Marc Lengsfeld löst Dieter Selig ab, der sein Amt als Vorsitzender nach neun Jahren abgab. Bemerkenswert ist dabei die Kontinuität bei Blumbergs größtem Fastnachtsverein mit rund 320 Mitgliedern. Dieter Selig, der sich künftig als Beisitzer engagiert, ist schon mehr als 30 Jahre in der Narrengesellschaft, sein Nachfolger Marc Lengsfeld engagiert sich schon seit mehr als 20 Jahren. Und Elke Bellhäuser, die neue stellvertretende Vorsitzende, ist ebenfalls schon seit mehr als 30 Jahren in der Narrengesellschaft.

Wer hier Verantwortung übernimmt, kennt den Verein, weiß, was die Mitglieder beschäftigt, was sie sich wünschen, er kennt das Umfeld und er kennt die Blumberger Fastnacht. Das galt auch schon für die Vorgänger, Sascha Engel und den Ehrenvorsitzenden Siegfried Alt. Die Narren haben es stets geschafft, neue Kräfte für Führungsaufgaben heranzuziehen und dafür zu gewinnen und die Aufgaben stets auf mehrere Schultern zu verteilen.
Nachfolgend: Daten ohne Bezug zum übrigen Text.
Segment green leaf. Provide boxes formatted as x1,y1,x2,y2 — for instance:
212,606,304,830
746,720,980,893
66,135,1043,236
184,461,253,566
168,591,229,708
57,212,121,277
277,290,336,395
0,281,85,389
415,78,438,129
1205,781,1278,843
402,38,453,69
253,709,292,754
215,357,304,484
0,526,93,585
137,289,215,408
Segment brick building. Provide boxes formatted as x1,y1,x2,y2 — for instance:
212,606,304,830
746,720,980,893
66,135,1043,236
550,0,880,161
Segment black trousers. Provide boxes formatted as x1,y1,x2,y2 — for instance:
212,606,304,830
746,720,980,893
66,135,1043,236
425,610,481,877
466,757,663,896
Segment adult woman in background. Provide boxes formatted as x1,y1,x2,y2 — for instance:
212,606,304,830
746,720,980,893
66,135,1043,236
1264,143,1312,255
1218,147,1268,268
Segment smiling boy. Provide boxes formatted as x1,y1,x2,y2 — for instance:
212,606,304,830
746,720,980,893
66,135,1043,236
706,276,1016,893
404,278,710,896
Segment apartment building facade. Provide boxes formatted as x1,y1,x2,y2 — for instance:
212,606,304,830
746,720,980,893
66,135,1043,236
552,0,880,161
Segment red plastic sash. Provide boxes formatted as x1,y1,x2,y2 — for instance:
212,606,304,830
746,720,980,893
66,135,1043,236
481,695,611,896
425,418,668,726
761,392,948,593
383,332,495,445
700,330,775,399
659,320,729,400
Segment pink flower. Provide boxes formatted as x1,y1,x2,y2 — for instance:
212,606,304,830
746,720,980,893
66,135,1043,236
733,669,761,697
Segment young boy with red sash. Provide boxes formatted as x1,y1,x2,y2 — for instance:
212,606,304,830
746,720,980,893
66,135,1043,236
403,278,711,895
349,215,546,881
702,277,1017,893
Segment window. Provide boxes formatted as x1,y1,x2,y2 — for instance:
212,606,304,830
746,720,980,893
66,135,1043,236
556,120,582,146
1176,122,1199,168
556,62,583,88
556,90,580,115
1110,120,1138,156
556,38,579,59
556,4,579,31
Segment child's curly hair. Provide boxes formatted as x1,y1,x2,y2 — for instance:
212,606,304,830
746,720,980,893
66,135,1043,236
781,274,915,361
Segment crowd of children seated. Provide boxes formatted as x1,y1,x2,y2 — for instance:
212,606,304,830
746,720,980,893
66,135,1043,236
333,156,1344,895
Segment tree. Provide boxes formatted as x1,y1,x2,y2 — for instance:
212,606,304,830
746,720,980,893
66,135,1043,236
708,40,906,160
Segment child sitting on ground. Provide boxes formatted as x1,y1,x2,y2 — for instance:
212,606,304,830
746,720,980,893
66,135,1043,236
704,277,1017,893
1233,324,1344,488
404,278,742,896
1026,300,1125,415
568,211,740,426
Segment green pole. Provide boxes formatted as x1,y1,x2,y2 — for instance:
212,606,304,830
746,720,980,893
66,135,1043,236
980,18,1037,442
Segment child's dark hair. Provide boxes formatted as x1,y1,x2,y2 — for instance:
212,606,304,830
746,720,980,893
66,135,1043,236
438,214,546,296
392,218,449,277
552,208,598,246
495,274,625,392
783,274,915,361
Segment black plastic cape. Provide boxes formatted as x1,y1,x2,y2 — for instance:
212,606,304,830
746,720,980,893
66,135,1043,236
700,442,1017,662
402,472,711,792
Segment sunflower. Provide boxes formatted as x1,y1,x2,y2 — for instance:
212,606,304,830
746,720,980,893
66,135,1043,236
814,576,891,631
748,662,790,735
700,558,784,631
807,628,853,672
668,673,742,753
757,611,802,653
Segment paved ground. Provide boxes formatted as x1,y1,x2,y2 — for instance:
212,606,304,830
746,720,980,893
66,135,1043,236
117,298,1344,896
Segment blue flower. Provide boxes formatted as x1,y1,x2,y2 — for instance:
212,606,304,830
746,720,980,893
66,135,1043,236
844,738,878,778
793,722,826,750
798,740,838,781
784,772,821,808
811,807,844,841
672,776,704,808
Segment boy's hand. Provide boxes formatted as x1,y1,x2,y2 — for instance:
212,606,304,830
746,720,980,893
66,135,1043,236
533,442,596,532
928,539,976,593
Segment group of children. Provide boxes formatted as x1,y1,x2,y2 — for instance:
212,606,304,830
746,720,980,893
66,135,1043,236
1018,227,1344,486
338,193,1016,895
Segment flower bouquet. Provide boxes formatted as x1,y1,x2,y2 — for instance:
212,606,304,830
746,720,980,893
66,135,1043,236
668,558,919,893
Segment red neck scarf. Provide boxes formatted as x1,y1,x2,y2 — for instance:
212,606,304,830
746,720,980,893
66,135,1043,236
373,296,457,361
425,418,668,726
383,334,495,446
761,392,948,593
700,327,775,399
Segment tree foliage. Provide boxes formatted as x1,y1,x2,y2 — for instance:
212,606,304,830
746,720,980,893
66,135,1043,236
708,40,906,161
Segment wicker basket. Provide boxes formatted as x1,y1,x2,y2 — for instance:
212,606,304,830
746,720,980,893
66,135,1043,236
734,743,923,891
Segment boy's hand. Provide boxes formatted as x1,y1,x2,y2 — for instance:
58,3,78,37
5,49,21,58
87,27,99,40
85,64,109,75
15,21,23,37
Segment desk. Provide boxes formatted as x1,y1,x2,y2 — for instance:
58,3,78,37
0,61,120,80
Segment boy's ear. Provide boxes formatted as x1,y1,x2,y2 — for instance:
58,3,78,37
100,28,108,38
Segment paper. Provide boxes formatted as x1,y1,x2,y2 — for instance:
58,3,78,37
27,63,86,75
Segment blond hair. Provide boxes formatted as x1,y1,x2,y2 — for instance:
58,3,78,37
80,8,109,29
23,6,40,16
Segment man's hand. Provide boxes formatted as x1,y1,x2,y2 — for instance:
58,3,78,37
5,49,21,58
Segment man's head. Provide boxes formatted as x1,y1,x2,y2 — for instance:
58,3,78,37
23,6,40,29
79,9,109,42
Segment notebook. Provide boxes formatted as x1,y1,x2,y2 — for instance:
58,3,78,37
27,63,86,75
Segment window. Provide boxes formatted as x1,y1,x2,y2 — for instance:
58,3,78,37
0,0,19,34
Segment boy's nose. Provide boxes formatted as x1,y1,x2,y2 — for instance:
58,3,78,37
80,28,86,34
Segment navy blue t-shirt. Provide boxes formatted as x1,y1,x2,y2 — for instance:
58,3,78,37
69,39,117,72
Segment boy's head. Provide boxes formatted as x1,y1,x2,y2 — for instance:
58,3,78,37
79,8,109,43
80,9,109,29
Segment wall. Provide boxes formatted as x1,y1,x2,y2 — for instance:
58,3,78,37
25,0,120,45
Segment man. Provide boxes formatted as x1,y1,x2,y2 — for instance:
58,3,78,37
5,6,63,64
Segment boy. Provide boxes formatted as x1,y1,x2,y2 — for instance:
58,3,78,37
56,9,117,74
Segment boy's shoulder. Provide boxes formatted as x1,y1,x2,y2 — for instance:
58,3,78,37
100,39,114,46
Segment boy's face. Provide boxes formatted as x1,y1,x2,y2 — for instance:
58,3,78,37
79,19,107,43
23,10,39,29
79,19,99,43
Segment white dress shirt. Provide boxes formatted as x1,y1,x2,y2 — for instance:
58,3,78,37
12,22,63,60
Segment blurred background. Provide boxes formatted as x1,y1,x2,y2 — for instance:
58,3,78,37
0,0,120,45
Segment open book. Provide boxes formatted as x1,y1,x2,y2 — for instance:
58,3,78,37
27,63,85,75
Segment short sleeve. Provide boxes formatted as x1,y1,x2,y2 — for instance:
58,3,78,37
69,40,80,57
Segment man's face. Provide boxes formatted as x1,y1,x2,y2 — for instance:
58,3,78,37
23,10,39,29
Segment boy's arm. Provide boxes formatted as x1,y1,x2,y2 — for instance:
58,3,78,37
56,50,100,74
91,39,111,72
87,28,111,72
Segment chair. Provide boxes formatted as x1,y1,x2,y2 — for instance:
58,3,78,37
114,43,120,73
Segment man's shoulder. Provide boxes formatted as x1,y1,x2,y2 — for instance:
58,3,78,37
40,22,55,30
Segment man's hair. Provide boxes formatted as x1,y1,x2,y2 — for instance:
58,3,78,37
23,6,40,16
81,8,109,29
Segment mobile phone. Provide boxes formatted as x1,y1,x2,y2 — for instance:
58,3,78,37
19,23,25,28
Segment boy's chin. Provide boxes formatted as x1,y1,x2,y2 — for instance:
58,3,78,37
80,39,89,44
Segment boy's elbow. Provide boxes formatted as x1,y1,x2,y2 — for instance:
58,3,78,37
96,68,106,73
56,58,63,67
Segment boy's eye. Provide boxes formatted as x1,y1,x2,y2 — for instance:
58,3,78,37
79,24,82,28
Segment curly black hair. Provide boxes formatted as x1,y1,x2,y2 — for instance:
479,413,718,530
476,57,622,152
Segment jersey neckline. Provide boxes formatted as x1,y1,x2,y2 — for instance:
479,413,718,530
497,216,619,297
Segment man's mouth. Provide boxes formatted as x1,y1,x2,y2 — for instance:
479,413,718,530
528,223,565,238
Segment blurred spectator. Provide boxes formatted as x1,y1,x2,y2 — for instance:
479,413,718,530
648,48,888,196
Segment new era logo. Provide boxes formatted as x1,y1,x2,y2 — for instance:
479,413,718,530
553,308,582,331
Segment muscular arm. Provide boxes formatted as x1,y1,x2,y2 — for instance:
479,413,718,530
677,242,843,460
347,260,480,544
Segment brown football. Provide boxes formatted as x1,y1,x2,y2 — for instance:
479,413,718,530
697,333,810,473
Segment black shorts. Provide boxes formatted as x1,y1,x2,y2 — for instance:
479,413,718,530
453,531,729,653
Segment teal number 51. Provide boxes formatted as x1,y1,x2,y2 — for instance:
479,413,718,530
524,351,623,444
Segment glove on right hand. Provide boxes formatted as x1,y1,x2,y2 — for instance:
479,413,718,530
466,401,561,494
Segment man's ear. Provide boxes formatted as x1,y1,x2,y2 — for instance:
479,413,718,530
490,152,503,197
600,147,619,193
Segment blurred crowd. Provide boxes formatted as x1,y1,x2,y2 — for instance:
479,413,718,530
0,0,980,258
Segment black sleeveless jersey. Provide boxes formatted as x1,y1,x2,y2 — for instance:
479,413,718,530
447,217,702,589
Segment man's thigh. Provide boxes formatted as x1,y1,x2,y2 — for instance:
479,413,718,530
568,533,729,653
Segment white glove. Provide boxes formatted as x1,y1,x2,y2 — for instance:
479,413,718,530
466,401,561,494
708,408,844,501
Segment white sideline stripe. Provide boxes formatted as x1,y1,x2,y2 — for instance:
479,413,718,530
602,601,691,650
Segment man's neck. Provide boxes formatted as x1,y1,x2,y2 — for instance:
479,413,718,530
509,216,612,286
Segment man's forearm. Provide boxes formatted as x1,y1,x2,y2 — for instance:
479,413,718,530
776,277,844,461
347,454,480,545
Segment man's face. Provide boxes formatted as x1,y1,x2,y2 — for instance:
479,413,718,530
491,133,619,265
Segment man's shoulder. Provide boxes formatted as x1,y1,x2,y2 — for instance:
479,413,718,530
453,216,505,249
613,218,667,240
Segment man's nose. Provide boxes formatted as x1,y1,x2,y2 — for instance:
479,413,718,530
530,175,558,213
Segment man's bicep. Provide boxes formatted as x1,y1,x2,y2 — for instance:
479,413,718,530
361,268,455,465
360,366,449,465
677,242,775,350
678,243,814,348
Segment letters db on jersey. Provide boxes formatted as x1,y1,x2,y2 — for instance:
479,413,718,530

Nur dadurch konnten sie so erfolgreich arbeiten und Verantwortung übernehmen.

Am Schmutzigen Dunnschtig sind sie federführend bei der Befreiung des Narrensamens in den Kindergärten und Schulen der Kernstadt sowie bei der Machtübernahme im Rathaus. Zudem organisieren sie den großen Umzug an Fastnachtssonntag für Blumberg und die Teilorte sowie den Kinderumzug in Blumberg. Immer wieder hatte gerade die Narrengesellschaft um ihren Vorsitzenden Dieter Selig neue Ideen, pflegten mit den Zünften der Stadt das Miteinander.

Bleibend ist der neue Narrenbrunnen mit dem Gänseliesel in der Kernstadt an der Ecke Hauptstraße/Friedhofstraße, wo sich insgesamt sieben Zünfte mit ihren Wappen vereint haben. Doch künftig brauchen die Narren allerdings wohl ein noch dickeres Fell, nicht zuletzt wegen der zunehmenden Hürden durch die Bürokratie. So hatte das Landratsamt für die Umzüge der letzten Saison zunächst sehr strenge Sicherheitsvorschriften erlassen und diese erst nach heftigem Protest der Narren und ihrer Vereinigungen wieder etwas gelockert. Sichtbares Zeichen waren Umzüge ohne einen Wagen, und der Narrenbaum wurde dieses Jahr ertsmals nicht mehr von einem närrischen Lindwurm mit der Stadtkapelle begleitet sondern er kam per Lastwagen. Unter derartiger Bürokratie leidet das närrische Brauchtum. Den Verantwortlichen der Narrengesellschaft – und der Zünfte – wünschen wir ein dickes Fell, und weiterhin viel Erfolg: für eine glückselige Fastnacht.